Mayotte et Anjouan ne sont pas seulement comparables en raison de leur proximité (70 km) ou de la culture partagée (Figure 1). C’est aussi...
Mayotte et Anjouan ne sont pas seulement comparables en raison de leur proximité (70 km) ou de la culture partagée (Figure 1). C’est aussi la taille des deux îles qui appelle au rapprochement avec seulement quelques km² de différence (environ 65 km² d'écart). Aller au-delà dans les comparaisons physiques est hasardeux car même la genèse volcanique commune ne le permet pas. Les huit millions d’années qui séparent en effet l’émersion de Mayotte de celle d’Anjouan suffisent pour donner des morphologies différentes .
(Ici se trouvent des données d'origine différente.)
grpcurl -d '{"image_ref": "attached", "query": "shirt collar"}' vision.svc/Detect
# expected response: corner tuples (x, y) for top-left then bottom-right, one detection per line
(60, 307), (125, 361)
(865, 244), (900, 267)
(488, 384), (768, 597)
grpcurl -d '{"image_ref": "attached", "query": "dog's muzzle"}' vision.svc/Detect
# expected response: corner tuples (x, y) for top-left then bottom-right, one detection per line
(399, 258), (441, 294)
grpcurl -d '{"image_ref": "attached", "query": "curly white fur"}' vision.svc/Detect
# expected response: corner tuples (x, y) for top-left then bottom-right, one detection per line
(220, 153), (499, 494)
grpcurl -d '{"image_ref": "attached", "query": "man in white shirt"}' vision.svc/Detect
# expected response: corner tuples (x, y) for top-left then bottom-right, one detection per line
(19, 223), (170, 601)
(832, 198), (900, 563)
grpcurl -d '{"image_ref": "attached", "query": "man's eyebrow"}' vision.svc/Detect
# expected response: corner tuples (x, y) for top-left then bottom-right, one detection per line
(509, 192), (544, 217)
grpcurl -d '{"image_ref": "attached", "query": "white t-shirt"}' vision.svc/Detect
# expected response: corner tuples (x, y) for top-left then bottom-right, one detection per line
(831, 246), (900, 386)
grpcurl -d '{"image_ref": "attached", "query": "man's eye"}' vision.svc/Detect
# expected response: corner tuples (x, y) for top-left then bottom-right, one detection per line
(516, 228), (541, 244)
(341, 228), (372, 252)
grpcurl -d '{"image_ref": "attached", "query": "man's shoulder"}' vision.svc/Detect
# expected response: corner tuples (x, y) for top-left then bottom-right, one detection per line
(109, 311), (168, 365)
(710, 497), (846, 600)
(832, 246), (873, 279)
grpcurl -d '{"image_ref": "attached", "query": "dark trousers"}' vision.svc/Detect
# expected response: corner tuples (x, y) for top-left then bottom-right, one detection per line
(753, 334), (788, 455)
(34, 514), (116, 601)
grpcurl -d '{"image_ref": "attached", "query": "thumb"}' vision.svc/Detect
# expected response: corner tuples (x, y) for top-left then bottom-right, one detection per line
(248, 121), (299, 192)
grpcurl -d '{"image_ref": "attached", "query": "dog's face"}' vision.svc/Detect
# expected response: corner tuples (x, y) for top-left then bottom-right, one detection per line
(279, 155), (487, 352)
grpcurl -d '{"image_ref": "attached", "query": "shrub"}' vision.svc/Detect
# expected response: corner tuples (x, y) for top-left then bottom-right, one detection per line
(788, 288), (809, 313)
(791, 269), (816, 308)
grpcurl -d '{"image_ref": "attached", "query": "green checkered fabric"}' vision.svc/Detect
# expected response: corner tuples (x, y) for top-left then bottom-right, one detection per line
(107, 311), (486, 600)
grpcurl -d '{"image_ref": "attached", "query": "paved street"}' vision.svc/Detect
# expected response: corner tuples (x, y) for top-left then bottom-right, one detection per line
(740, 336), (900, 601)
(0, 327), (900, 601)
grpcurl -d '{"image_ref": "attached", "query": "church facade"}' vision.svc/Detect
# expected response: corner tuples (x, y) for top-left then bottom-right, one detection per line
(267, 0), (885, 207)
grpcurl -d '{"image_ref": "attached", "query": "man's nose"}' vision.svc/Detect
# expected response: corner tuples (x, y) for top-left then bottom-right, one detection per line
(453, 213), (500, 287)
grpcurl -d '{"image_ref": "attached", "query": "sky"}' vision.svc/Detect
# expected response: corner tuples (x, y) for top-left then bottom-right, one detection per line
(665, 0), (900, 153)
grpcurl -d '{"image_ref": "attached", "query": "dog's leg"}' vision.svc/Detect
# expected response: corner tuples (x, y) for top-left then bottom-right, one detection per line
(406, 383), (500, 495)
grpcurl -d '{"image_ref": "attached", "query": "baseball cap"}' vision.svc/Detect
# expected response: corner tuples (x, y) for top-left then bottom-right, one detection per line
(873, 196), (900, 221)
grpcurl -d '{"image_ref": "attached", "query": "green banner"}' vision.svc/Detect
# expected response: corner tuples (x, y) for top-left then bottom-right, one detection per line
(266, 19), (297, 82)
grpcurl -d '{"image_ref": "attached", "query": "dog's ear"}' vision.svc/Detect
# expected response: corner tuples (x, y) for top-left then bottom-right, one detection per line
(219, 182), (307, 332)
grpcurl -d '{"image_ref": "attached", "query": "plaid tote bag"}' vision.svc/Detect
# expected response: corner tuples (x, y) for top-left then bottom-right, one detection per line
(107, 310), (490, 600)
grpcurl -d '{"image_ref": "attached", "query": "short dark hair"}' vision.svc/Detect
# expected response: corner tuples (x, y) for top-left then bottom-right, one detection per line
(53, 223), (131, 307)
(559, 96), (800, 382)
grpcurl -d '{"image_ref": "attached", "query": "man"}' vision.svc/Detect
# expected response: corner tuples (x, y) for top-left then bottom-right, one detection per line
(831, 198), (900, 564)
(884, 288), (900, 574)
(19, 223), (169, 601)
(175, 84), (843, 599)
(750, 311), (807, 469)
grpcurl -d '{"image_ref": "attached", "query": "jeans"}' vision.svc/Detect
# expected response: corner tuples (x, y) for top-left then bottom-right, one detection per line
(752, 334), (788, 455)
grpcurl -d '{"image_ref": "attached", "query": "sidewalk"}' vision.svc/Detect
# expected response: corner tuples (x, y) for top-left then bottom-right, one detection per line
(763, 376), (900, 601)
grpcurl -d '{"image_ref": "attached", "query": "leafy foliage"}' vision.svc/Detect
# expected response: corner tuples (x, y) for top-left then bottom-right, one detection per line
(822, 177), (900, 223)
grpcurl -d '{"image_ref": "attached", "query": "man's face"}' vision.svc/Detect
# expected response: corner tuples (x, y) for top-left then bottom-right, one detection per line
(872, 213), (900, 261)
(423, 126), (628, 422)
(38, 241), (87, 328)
Un coup d’œil aux traits de côte permet de renseigner sur l’évolution plus avancée de Mayotte qui a subi à la fois des processus morphogéniques continentaux et une subsidence. Surtout, la présence d’un lagon quasi fermé à Mayotte change considérablement la donne dès lors qu’il est question de l’effet des vagues à la côte. Anjouan ne peut compter sur la protection d’une barrière corallienne sauf à de très ponctuels endroits où des platiers frangeants se développent. Indirectement, c’est aussi tout un rapport différent à la mer qui s’est instauré en mettant la population anjouanaise directement en contact avec l'océan Indien tandis que les Mahorais en sont écartés par le lagon.
Démographiquement, Anjouan totalise environ 250 000 habitants sur 425 km² (2010) ce qui lui confère une légère supériorité par rapport aux données mahoraises qui avancent 180 000 habitants sur 360 km² (2010). Les densités expliquent grandement la vigueur des pressions exercées sur l’environnement et plus précisément sur la frange littorale. Il ne faut cependant pas voir dans les 580 hab./km² d’Anjouan une explication caricaturale des phénomènes migratoires vers Mayotte qui sont beaucoup plus complexes. Même le différentiel de richesse qui est de l’ordre de 1 à 10 ne suffit pas à justifier de tels déplacements qui reposent avant tout sur une continuité territoriale et mentale que l’indépendance partielle de 1975 n’a pas totalement brisée. Ces flux sont là pour rappeler qu’une étude comparative entre ces deux îles a ses limites puisque les protagonistes n’évoluent pas dans des systèmes clos mais sont plutôt dans une dynamique d’échanges. À minima, il peut tout de même être avancé une certaine similitude quant à la perception des aléas météorologiques et aux comportements liés.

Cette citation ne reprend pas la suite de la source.